Almanya Şansölyesi Olaf Scholz, hükümetin bu yılın sonuna kadar enerji fiyatlarını sınırlama planını sona erdireceğini söyledi, ancak fiyatların yeniden yükselmesi halinde hızlı hareket etme sözü verdi. Scholz, hükümetinin parlamento ile birlikte harcama kısıtlamalarını da içerebilecek bir 2024 bütçesini "mümkün olan en kısa sürede" hazırlamak için çalıştığını söyledi.

Hükümet harcamaları kısacağını açıklamasa da, krizi bastırmak için anayasal borç kuralını üst üste dördüncü yıl askıya almayı planlıyor. Anayasada yer alan ve hükümet harcamalarına sınırlama getiren “borç freni”, koronavirüs pandemisi ve Rusya - Ukrayna savaşının başlamasının ardından yaşana krizlerle mücadele etmek için 2020-2022 yılları arasında zaten kaldırılmıştı. Borç freninin kaldırılması geçici bir önlem olma niteliğini yavaş yavaş yitiriyor. Hükümetin ABD talepleri doğrultusunda askeri harcama ve Ukrayna’ya destek politikaları da krizi derinleştiriyor.

KRİZE RAĞMEN ABD’YE TAM BİAT

Hükümet harcamalarının kısılacağını ilan eden Scholz Ukrayna’ya verilen desteklerin Avrupa için “varoluşsal bir önem” taşıdığını ifade etti ve desteğin devam edeceği sözünü verdi. Scholz hükümeti gelecek yıl Ukrayna’ya yapılacak desteği iki katına çıkararak 8 milyar avroya ulaştıracak. Scholz, Almanya'nın ABD ile birlikte Ukrayna'nın en büyük destekçilerinden biri olduğunu da sözlerine ekledi.

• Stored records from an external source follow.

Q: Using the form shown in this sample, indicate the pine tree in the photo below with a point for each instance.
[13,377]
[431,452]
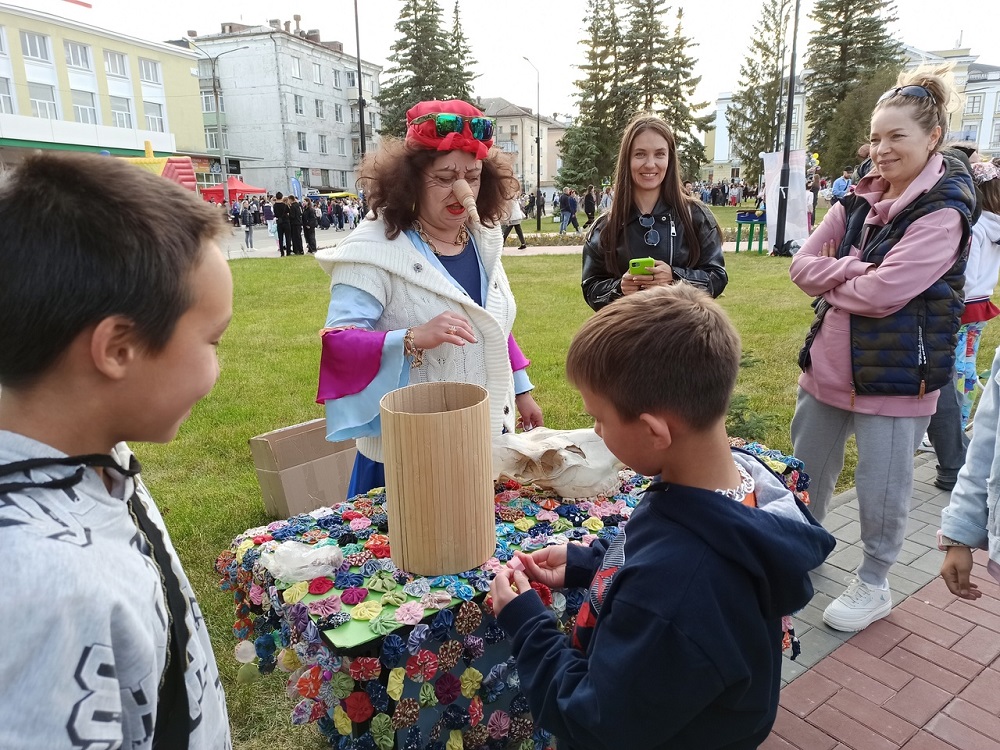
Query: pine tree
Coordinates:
[590,144]
[753,114]
[851,123]
[851,42]
[421,64]
[461,71]
[677,108]
[645,54]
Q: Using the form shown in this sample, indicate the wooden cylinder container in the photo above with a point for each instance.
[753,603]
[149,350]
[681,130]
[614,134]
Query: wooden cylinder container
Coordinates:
[438,477]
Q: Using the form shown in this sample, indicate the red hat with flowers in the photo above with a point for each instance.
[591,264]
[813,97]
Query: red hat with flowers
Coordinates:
[450,125]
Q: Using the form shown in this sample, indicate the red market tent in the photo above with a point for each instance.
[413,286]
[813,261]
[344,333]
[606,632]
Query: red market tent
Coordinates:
[237,190]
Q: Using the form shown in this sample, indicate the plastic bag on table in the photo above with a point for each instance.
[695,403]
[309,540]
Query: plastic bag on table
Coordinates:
[295,561]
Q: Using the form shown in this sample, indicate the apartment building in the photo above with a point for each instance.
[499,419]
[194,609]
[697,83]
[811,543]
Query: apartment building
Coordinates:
[288,102]
[65,85]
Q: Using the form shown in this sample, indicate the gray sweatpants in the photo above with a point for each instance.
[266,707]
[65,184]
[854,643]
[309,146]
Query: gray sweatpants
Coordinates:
[883,477]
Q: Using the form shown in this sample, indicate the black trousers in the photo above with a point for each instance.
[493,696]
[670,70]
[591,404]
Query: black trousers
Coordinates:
[296,233]
[284,247]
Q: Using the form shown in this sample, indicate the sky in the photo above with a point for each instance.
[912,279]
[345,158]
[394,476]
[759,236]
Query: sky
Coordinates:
[548,32]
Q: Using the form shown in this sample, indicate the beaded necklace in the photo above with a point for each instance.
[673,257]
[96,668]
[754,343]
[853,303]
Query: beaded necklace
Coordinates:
[745,487]
[462,239]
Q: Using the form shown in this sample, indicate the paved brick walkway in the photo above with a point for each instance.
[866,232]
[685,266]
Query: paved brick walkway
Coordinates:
[927,677]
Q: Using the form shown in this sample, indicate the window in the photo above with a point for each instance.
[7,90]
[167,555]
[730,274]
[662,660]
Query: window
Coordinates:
[77,55]
[84,109]
[6,100]
[154,116]
[212,140]
[149,70]
[43,100]
[35,46]
[208,102]
[970,131]
[121,112]
[115,64]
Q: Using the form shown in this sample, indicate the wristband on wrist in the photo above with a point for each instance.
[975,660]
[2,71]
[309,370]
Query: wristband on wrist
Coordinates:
[944,542]
[411,350]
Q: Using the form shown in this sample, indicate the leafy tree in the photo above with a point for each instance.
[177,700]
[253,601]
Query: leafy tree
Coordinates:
[753,115]
[421,64]
[851,42]
[461,72]
[851,123]
[677,108]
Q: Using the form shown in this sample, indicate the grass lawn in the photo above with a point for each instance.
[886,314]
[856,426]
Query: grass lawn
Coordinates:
[205,483]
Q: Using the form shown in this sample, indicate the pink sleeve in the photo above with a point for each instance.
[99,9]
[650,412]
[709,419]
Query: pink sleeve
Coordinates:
[921,257]
[814,273]
[350,359]
[517,359]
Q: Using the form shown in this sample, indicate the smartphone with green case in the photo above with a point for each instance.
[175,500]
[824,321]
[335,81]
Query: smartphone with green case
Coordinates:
[641,266]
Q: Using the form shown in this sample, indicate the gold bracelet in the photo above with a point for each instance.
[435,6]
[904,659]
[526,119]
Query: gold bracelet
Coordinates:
[411,350]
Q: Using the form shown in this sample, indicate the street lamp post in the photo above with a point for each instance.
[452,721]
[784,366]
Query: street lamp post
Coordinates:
[538,145]
[779,231]
[218,115]
[361,91]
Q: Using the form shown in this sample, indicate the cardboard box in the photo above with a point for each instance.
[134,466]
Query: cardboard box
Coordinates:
[299,470]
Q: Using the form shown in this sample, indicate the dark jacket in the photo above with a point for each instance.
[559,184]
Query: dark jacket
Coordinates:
[601,286]
[685,649]
[295,214]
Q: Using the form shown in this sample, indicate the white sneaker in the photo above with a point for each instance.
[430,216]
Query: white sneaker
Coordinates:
[858,607]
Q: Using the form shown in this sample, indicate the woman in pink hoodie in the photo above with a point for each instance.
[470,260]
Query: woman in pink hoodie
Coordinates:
[886,267]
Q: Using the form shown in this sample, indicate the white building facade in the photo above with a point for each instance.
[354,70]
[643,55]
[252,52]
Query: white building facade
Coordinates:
[289,107]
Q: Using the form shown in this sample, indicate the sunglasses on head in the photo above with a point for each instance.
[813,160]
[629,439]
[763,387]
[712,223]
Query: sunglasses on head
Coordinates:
[481,127]
[918,91]
[652,236]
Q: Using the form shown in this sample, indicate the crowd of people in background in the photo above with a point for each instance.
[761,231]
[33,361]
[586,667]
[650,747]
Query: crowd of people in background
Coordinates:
[289,220]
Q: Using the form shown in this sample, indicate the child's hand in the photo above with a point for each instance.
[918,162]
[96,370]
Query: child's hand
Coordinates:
[502,591]
[955,571]
[546,565]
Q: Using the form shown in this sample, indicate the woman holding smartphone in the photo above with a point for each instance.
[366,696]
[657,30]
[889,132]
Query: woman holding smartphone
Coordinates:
[651,217]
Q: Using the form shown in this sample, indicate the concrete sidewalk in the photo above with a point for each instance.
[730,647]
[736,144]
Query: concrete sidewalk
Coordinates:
[927,677]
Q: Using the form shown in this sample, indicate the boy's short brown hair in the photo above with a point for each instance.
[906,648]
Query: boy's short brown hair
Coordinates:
[84,237]
[666,349]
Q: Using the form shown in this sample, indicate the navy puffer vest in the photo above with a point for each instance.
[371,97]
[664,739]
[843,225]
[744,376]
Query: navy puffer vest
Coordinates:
[912,351]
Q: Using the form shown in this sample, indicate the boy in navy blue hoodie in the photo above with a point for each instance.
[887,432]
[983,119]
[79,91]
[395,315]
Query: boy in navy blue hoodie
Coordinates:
[679,642]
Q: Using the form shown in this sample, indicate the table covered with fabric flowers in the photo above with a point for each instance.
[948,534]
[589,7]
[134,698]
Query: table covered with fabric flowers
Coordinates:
[380,658]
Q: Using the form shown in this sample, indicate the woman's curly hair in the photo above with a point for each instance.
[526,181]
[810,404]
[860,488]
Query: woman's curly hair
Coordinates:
[393,179]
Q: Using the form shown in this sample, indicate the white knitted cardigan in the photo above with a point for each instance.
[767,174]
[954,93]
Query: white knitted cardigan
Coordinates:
[412,291]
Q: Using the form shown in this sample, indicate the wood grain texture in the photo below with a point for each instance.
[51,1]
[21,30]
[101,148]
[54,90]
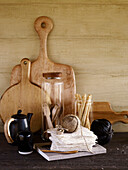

Bununla birlikte, Almanya Dışişleri Bakanı Annalena Baerbock, Brüksel'deki bir NATO toplantısında Almanya'nın savunma harcamalarını gelecek yıl NATO’nun hedefi olan gayrisafi yurt içi hasılanın %2'sine çıkaracağını söyledi.

BİRLİĞİN MALİ DÜZENLEMELERİ ZARAR GÖREBİLİR

Muhalefetteki Almanya Hristiyan Demokrat Birliği (CDU) lideri Friedrich Merz, Scholz hükümetini borçlanma kurallarının etrafından dolanmaya çalışmakla suçladı ve bu tavrın Avrupa Birliği'nin yaklaşan müzakerelerdeki daha geniş kapsamlı mali reformlarını baltalama riski taşıdığını söyledi. Merz, "Eğer barajlar Almanya'da patlarsa, para birliğindeki diğer tüm ülkelerde de patlayacaktır.” dedi.

Öte yandan, Rheinische Post'a konuşan Kuzey Ren-Vestfalya Yerel Yönetimler Birliği Başkanı Christoph Landscheidt ise zaten zor durumda olan yerel yönetim bütçelerinin, ilk defa bu ölçüde bir krizle karşı karşıya olduğunu ifade etti. Landscheidt, "Karardan önce bile manevra yapacak yerimiz yoktu. Daha önce hiç bu kadar çok krizle karşılaşmamıştık ve hepsi de yerel yönetim bütçelerine büyük yükler getiriyordu." dedi.